Well, I've been taking classes at WKU since January, 2004--a whole year now. I've been taking General Ed classes both semesters, so those aren't quite as pleasant as I think learning should be. Thank goodness I've gotten some of the nasty ones out of the way though, such as speech and literature. College really is a different world, and I've found myself with a wrinkled brow more than once. But at the same time, what a pleasure it is to actually find a kindred spirit. I try to find at least one "buddy" per class just in case I have to miss class sometime. I then have someone I can ask for homework assignments. In my algebra class, there are three of us who've sort've banded together and formed our own very unique "support group." No meetings or things like that, but if one of us couldn't get a concept, we have someone else to go to clear up the haze. We have all three signed up for the same Algebra 116 class next semester, so I'm not as apprehensive about that class as I am the others. I don't enjoy beginning new classes because you have to start over proving yourself to your new teachers. Most lump you together with the typical college student who skips class and doesn't care about grades, and sometimes it's hard to break out of the box they put you in.
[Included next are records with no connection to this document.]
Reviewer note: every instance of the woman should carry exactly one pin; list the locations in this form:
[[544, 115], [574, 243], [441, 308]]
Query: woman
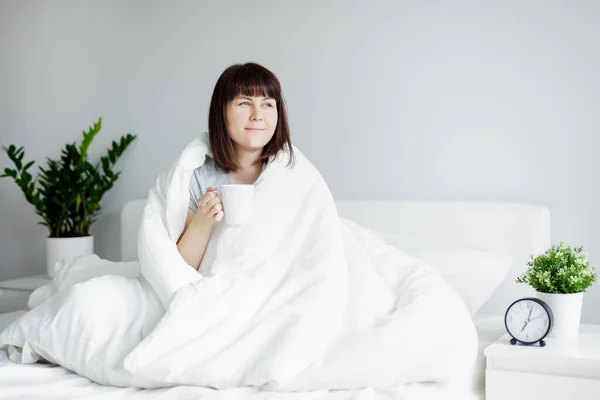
[[247, 125]]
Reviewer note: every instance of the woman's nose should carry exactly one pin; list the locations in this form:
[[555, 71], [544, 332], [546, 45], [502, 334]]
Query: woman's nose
[[256, 116]]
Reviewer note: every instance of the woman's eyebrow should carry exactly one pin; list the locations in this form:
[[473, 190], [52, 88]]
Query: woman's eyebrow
[[249, 98]]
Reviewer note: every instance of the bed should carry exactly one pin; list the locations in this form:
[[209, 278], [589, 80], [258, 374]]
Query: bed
[[505, 229]]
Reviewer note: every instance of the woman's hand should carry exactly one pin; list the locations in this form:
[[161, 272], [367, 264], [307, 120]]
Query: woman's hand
[[210, 208]]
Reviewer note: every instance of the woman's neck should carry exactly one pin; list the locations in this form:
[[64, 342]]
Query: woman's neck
[[248, 171]]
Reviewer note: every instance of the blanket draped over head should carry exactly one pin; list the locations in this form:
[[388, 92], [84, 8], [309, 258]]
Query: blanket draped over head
[[296, 300]]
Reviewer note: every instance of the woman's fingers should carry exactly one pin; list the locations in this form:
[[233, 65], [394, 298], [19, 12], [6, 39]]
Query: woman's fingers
[[214, 210]]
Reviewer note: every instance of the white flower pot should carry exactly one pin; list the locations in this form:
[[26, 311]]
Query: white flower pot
[[63, 249], [566, 312]]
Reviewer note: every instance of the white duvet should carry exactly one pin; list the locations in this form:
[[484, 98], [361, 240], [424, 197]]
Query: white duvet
[[294, 301]]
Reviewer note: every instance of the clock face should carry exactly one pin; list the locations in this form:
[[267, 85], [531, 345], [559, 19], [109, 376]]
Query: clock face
[[527, 321]]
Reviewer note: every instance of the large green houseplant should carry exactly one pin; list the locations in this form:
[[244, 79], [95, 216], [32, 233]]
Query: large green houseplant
[[67, 193]]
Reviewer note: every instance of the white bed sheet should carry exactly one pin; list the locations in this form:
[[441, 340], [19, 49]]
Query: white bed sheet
[[54, 382]]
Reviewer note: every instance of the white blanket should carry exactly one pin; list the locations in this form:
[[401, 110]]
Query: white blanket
[[293, 301]]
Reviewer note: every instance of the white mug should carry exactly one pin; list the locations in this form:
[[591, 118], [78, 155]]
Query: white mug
[[237, 202]]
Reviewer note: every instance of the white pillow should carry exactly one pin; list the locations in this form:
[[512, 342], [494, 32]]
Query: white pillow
[[474, 274]]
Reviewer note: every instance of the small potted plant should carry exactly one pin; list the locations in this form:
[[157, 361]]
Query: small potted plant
[[67, 193], [560, 277]]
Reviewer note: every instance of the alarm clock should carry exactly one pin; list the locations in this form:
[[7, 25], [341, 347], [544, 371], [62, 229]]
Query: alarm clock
[[528, 321]]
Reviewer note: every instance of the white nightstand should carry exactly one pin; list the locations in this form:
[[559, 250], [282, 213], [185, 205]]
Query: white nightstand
[[14, 293], [564, 369]]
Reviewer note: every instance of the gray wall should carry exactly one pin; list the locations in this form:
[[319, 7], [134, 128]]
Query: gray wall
[[390, 100]]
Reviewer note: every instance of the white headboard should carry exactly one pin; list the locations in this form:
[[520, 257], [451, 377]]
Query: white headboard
[[515, 230]]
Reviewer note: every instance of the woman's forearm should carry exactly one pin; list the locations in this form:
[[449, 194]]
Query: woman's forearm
[[192, 244]]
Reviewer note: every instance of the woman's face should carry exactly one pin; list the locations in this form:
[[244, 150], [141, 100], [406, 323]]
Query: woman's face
[[251, 121]]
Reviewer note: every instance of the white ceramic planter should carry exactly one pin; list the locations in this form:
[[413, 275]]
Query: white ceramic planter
[[566, 310], [62, 249]]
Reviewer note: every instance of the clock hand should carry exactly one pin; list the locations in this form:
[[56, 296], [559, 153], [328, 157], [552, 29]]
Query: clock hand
[[524, 325]]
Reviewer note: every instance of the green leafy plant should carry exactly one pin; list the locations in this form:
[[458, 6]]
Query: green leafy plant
[[561, 269], [67, 193]]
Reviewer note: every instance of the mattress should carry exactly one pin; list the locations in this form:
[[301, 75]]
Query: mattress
[[49, 381]]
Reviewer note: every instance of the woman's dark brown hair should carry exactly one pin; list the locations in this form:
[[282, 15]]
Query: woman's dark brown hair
[[248, 79]]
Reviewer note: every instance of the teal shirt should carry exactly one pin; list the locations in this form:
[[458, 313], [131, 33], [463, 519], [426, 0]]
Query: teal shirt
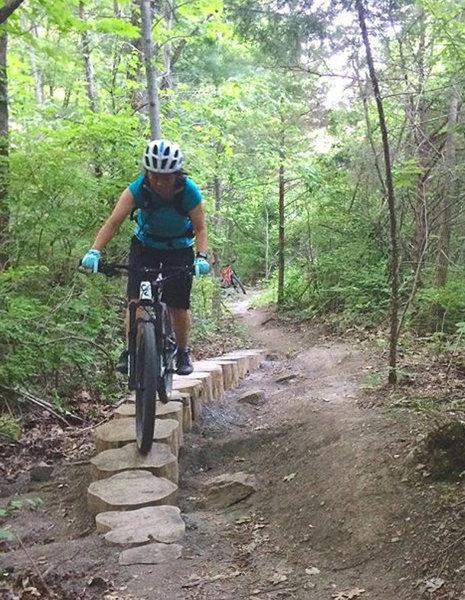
[[165, 221]]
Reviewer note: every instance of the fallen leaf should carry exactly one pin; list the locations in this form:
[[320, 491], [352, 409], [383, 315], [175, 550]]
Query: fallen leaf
[[350, 595], [434, 584]]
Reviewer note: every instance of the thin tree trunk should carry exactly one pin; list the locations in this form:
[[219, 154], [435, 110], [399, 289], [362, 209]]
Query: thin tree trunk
[[4, 153], [167, 81], [150, 70], [449, 196], [86, 44], [281, 240], [394, 253]]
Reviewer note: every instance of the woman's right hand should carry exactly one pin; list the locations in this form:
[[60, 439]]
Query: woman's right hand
[[91, 260]]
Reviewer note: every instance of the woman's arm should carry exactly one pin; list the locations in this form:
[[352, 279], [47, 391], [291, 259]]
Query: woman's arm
[[110, 228], [197, 216]]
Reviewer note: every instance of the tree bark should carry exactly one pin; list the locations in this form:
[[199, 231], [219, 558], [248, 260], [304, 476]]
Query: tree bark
[[281, 205], [394, 244], [167, 81], [90, 79], [448, 199], [150, 70], [4, 153]]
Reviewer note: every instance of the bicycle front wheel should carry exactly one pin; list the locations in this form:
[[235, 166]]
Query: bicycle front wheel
[[147, 373], [167, 350]]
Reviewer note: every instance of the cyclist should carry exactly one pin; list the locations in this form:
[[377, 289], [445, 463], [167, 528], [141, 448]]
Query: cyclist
[[170, 217]]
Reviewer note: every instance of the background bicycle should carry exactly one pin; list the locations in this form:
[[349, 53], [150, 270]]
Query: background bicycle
[[230, 279]]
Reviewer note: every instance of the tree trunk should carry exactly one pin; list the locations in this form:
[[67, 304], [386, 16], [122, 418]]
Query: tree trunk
[[90, 79], [4, 153], [281, 263], [167, 81], [394, 249], [448, 199], [150, 70]]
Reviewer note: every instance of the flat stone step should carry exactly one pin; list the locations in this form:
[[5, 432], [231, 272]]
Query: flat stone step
[[196, 391], [160, 461], [203, 366], [152, 524], [130, 490], [150, 554], [168, 410], [120, 432], [206, 380]]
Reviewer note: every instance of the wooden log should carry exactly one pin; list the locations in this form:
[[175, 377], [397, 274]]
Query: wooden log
[[230, 371], [241, 360], [185, 401], [130, 490], [206, 380], [119, 432], [160, 461], [196, 391], [216, 371]]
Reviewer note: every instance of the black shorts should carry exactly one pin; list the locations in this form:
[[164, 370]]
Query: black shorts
[[176, 291]]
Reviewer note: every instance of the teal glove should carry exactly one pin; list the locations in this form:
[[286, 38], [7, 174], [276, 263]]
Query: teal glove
[[201, 266], [91, 260]]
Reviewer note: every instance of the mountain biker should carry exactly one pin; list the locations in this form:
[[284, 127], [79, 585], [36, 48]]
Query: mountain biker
[[170, 217]]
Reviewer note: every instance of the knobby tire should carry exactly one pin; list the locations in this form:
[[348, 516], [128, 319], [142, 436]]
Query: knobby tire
[[147, 374]]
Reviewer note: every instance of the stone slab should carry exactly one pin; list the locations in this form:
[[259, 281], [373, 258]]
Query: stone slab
[[150, 554], [168, 410], [119, 432], [152, 524], [160, 461], [206, 380], [130, 490]]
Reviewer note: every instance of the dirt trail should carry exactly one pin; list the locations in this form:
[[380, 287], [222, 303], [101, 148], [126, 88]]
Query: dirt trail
[[340, 512]]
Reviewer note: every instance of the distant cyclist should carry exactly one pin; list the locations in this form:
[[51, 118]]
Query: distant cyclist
[[170, 216]]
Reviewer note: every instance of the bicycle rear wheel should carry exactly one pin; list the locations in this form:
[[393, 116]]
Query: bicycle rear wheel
[[147, 373], [166, 354]]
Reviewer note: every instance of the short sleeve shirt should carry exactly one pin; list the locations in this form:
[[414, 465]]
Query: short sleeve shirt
[[164, 227]]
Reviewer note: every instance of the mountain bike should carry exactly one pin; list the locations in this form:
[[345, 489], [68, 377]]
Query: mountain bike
[[151, 345], [229, 278]]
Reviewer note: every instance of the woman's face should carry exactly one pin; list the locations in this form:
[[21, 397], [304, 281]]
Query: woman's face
[[163, 183]]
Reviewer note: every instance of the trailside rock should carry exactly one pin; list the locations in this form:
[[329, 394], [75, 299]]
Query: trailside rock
[[130, 490], [254, 397], [160, 461], [154, 523], [119, 432], [227, 489], [150, 554]]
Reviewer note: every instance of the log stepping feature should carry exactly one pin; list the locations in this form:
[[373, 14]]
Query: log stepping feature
[[133, 497]]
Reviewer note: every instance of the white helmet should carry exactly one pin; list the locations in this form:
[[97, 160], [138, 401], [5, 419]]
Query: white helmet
[[162, 156]]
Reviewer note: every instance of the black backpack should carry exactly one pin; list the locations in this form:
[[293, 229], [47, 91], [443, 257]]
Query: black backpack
[[151, 202]]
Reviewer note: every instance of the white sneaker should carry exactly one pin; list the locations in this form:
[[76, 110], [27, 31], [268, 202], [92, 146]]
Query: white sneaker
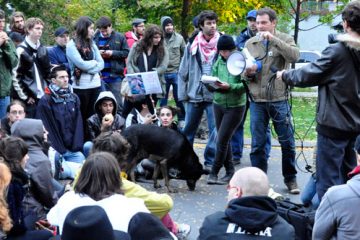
[[183, 231], [274, 195]]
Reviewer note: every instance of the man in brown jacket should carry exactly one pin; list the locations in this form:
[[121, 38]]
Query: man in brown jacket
[[272, 50]]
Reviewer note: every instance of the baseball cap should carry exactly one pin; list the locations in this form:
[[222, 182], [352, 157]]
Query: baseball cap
[[137, 21], [60, 31], [251, 14]]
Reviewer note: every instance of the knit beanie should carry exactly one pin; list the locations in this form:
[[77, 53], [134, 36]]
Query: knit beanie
[[165, 21], [147, 226], [226, 42]]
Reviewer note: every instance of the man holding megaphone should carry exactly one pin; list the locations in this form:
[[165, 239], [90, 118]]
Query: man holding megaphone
[[272, 50]]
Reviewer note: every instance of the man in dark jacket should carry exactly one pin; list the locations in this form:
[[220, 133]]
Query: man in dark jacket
[[45, 194], [57, 53], [59, 109], [338, 112], [31, 74], [335, 217], [8, 61], [105, 118], [250, 213], [114, 50]]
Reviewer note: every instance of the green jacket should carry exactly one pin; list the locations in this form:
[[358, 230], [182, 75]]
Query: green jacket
[[236, 95], [282, 52], [8, 61], [176, 46]]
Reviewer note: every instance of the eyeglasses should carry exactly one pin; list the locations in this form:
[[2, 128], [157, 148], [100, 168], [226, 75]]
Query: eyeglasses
[[17, 112]]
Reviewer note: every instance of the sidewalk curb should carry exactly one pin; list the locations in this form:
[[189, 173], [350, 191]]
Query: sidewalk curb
[[274, 143]]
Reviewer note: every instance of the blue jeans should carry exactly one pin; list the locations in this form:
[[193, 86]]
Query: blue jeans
[[4, 102], [87, 148], [279, 113], [194, 112], [67, 164], [115, 88], [237, 141], [308, 194], [171, 79], [335, 158]]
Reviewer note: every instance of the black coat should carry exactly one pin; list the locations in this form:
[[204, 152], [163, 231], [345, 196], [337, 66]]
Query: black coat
[[247, 218], [337, 73], [117, 43], [18, 188]]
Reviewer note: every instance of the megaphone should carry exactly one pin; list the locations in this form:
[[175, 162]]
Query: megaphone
[[239, 61]]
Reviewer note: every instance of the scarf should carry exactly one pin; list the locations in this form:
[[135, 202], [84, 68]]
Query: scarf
[[207, 49], [60, 95], [354, 172]]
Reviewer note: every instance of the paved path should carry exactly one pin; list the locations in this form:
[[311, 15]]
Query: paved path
[[192, 207]]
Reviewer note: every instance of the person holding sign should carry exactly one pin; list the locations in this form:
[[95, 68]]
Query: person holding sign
[[149, 54]]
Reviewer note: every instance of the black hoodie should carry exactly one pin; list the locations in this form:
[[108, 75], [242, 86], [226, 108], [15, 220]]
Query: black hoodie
[[247, 218]]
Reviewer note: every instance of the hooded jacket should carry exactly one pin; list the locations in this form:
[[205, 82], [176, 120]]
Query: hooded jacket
[[190, 88], [175, 45], [337, 217], [62, 119], [38, 166], [337, 73], [94, 122], [8, 61], [247, 218]]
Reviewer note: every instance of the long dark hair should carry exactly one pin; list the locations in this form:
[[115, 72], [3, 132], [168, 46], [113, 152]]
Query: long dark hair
[[99, 177], [146, 42], [81, 32], [13, 150]]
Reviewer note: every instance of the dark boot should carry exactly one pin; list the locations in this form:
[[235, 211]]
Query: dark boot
[[212, 179]]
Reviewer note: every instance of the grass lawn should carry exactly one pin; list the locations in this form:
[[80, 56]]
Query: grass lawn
[[303, 112]]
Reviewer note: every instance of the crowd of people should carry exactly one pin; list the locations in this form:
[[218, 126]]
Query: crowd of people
[[63, 108]]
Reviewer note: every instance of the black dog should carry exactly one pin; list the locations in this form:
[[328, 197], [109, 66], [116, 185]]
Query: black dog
[[168, 148]]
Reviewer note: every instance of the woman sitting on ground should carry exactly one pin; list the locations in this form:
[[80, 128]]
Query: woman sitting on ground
[[23, 225], [158, 204], [99, 184]]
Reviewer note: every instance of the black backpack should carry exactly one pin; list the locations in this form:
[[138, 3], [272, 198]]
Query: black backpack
[[300, 217]]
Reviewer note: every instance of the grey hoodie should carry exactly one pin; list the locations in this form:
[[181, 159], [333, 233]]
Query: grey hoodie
[[337, 216], [94, 122], [42, 193]]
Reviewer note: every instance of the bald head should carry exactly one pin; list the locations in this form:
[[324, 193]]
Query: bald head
[[250, 181]]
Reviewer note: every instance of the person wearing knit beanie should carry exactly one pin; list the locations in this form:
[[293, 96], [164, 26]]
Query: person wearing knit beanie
[[226, 42]]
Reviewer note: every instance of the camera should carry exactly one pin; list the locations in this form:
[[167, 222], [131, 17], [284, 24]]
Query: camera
[[332, 37]]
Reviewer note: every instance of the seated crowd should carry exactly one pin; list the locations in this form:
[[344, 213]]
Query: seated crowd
[[62, 155]]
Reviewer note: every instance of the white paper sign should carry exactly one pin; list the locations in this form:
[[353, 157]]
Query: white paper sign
[[144, 83]]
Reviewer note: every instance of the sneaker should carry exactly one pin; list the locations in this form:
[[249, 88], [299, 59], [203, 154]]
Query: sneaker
[[183, 231], [227, 178], [212, 179], [207, 168], [237, 161], [292, 187], [274, 195]]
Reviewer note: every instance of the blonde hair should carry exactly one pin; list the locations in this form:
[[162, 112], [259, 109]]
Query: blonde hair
[[5, 177]]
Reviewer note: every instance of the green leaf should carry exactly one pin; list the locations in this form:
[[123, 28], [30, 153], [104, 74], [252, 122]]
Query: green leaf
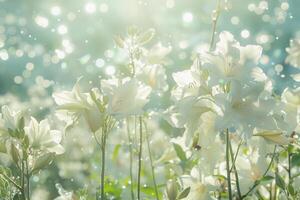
[[172, 190], [291, 189], [21, 123], [119, 41], [43, 161], [132, 30], [184, 193], [14, 152], [146, 37], [179, 151], [116, 152], [295, 161], [266, 178], [279, 181]]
My classes for next semester include another Algebra class, German, Art Appreciation, and ....Philosophy. I can NOT imagine sitting through a Philosophy class, and I've tried my best to get out of it. I was the victim of being in the last group eligible to sign up for classes, and it was literally the only thing left that would fit my very cramped schedule. I've got to have the class in order to keep my one very tiny scholarship I've actually managed to qualify for. In a fit of desperation, I contacted a teacher in a Junior-level class and asked--well, ok..begged--to be let in. He was very nice about it and said it's fine with him. I was put on his waiting list, but wouldn't you know it--once the slot became available, the department wouldn't let me in because I'm not a Junior yet. How discouraging is that? So I'm in the process of appealing it. I submitted a persuasive essay that any English teacher of mine should be proud of. It remains to be seen if it will do any good. I just don't think Plato and Socrates are ready for me yet.